Les manifestations, qui sont restées pacifiques et n'ont pas été dispersées par les forces de sécurité dans un premier temps, ont fait suite à 12 jours consécutifs de troubles déclenchés par l'effondrement de la monnaie iranienne. Selon les organisations de défense des droits de l'homme, les manifestations se sont étendues à plus de 100 villes et villages dans les 31 provinces d'Iran.
Des images des manifestations ont capturé des manifestants scandant des slogans en faveur de Reza Pahlavi, le fils exilé de feu l'ancien Shah, qui a exhorté ses partisans à descendre dans la rue.
L'agence de presse Human Rights Activist News Agency (HRANA), basée aux États-Unis, a rapporté qu'au moins 34 manifestants, dont cinq enfants, et huit membres du personnel de sécurité ont été tués dans les troubles.
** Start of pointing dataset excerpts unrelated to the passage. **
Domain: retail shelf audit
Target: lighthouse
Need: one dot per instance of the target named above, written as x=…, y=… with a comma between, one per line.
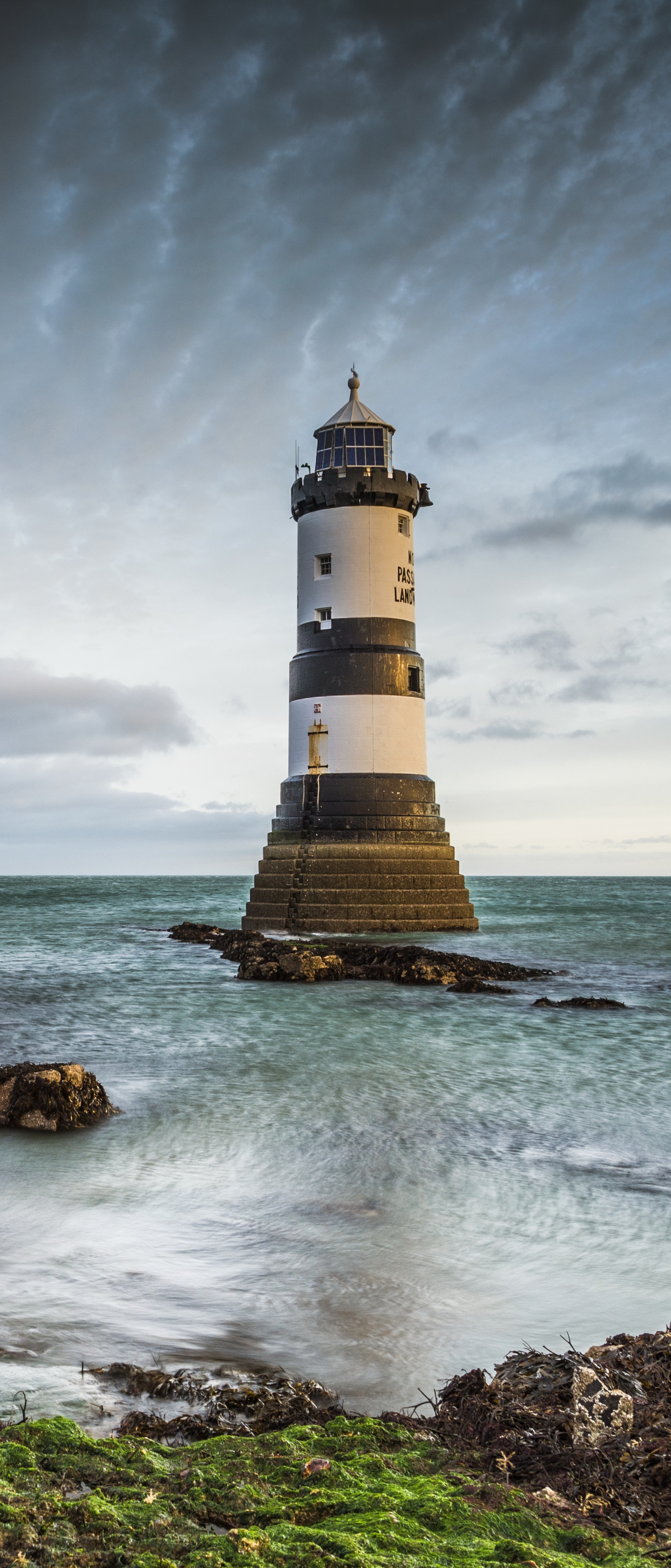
x=358, y=843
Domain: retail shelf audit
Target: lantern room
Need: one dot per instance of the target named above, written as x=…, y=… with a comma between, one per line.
x=355, y=438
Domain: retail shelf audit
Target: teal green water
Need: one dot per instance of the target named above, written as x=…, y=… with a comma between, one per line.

Les manifestations coïncident avec des difficultés économiques croissantes en Iran, exacerbées par les sanctions internationales et les politiques économiques internes. La monnaie iranienne a chuté, entraînant une inflation croissante et une anxiété économique généralisée. Les troubles actuels reflètent l'aboutissement de griefs de longue date liés à la mauvaise gestion économique et aux restrictions politiques.
Les manifestations représentent un défi important pour le gouvernement iranien, qui a connu des périodes de troubles similaires dans le passé. La réponse du gouvernement aux manifestations sera probablement suivie de près par les observateurs internationaux, en particulier à la lumière des préoccupations concernant les droits de l'homme et la liberté d'expression. Suite aux premières manifestations, un groupe de surveillance a signalé une coupure d'Internet à l'échelle nationale, soulevant des inquiétudes quant aux efforts du gouvernement pour contrôler la circulation de l'information. La situation reste instable et le risque d'une nouvelle escalade demeure une préoccupation.